Have you ever been in a situation where you had to toss a beloved life plan? How did you handle it? Any advice for two still-newlyweds trying to make sense of all this?
* I don’t want my website to turn into a detailed chronicle of my pregnancy (which would bore everyone except my mom and my mother-in-law) so I’m going to do my best to maintain my focus on life purpose, goals, body image, and personal development. If, however, you’d enjoy staying updated on this whole baby thing, leave a comment or email me and I’ll send you the link to the blog my husband and I started for our family and friends.













I have definitely been there (casts a glance at my wriggling toddler) and it was the happiest moment
and I think the ONLY time Id be happy to toss out/aside an entire plan mission statement….
wait - where on earth have I been? You’re expecting?!?!? That’s such amazing news! Way to break up The Plan!
My brither and sis-in-law are having a baby in a few weeks and the web site they made for the little one is adorable. Make sure you get a BabyTicker http://babystrology.com/tickers/ too cute
You stated it perfectly - life does not always work out as people had planned via a spreadsheet. There are always minor variances which can be accomodated or planned for and I’m sure you and your husband will get back into some simblance of ‘organized chaos’ soon. Just think, children don’t always work on an organized schedule either…think of this as practice!
~K
Just my advice: You can finance the kiddo’s tuition. Cannot finance retirement. Plus? Your kid will surely snag some sort of scholarship. If your 401(k) plan allows loans, I say sock the $$ away there and borrow for semi-charmed baby’s education if needed.

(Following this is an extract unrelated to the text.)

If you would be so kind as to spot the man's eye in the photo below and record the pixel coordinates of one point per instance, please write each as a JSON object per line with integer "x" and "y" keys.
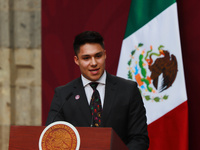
{"x": 85, "y": 58}
{"x": 98, "y": 56}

This is a great time to buy a house in a lot of markets. Since you don’t have (?) the full 20% down payment, look at 80-10-10 loans or some variation thereof. No PMI, more interest tax deductions.
I thought interweb wimmins were supposed to stay home with their babies and write books for a living? WAHM or something?
Oh, and baby blog addy, PLEASE.
I think it’s awesome that you and your husband can work so well together to figure things out. I’m sure it comes in handy that BOTH of you guys like to PLAN, rather than having one person get frustrated at the other.
You better send me the link to your new site!
this is so timely for me, i would love if you could expand on how you follow these steps when you get there, aprticularly make new plan. I’m totally over the old plan, so I raced past that step
Plans are plans are plans…
I’m not a fan of strict ones. I think you need to schedule in some type of “wiggle room”, granted your wiggle is a new baby but I digress.
You and your husband I’m sure will figure it out. Save for that retirement, though! That’s something I’m trying to get myself used to do doing myself.
And yes, baby bloggy goodness…send me the link.